An easy way is a cursor, but suppose you had a large school environment and you were doing this regularly, you might not want the performance hit of a cursor. Suppose you have some similar scenario, like slotting inventory or holding places for some large report? You would want a better solution.
Setup
Let’s first get a table ready for this.
declare @Table table ( Class varchar(15) , Limit int ) ; insert into @Table values ('Calculas',5) , ('History', 6) , ('Physics', 2) ;
A Tally Table
I first saw this when Jeff Moden talked about this in his “The Numbers or Tally Table” article. It seemed like a neartidea, and he improved upon is in his next piece, finding a more efficient way to generate the data. An even more flexible idea that I like came from his Test Data Generator article, where he uses sys.columns to build a list as large as he would like. I found it to be a great idea, and this problem is a great way to apply it.

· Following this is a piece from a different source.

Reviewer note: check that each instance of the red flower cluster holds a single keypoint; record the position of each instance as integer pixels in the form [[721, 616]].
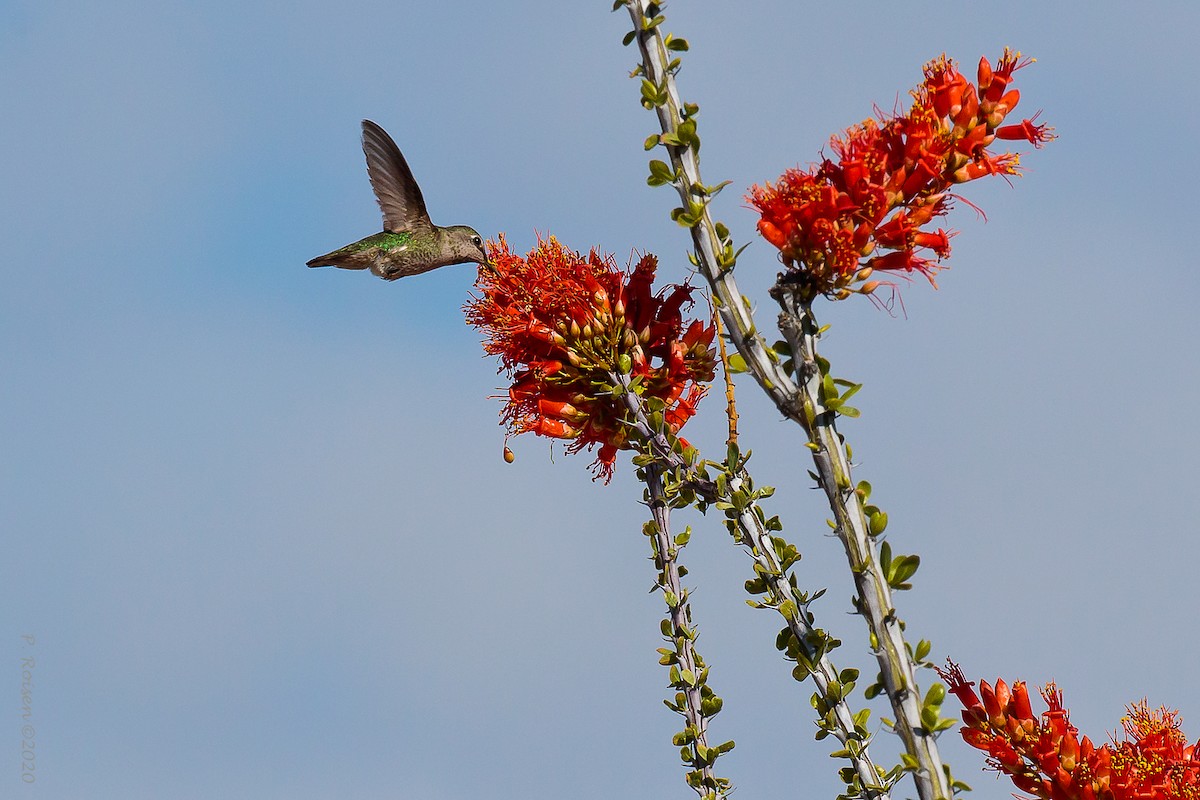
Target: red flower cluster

Here’s a short look at the code that makes this work.
SELECT TOP (4) RowNum = ROW_NUMBER() OVER(ORDER BY a.[Name]) FROM sys.columns a, sys.columns b
In this code, a cross join occurs between sys.columns and itself. With the addition of the ROW_NUMBER() function, and an order by, you can easily get a list of numbers. If I run this. I get:
RowNum
——————–
1
2
3
4
If I change my TOP value, I can get different rows:
SELECT TOP (6) RowNum = ROW_NUMBER() OVER(ORDER BY a.[Name]) FROM sys.columns a, sys.columns b
RowNum
——————–
1
2
3
4
5
6
To make this work for me in the original problem, I will use the limit value for my TOP in a subquery. However I can’t do a straight join, I need a CROSS APPLY, that will execute the right side of the CROSS apply for each input row from the left table.. It’s intended to be for table valued functions, but in this case, we’ll just return a table from the right side.
The code looks like this:
SELECT c.Class , 'Student' = ' ' FROM ( SELECT Class,Limit FROM @Table ) c CROSS APPLY ( SELECT TOP (Limit) RowNum = ROW_NUMBER() OVER(ORDER BY a.[name]) FROM sys.columns a, sys.columns b ) n
What happens is that for each row, the derived table on the right side of the CROSS APPLY, returns a set of numbers which are then linked to the row on the left side of the CROSS APPLY.
For the first row in @table, we have “Calculus” and “5”. When we apply this row to the subquery on the right side (SELECT TOP()…), we get these results:
1
2
3
4
5
When this is joined with the row and the c.Class returned, we end up with the same value being returned 5 times. That results in
Calculus
Calculus
Calculus
Calculus
Calculus
If this is repeated for each of the other rows, we get 4 and 2 rows from the right side of the CROSS APPLY returned, respectively.
The final results are what we get at the top of this post.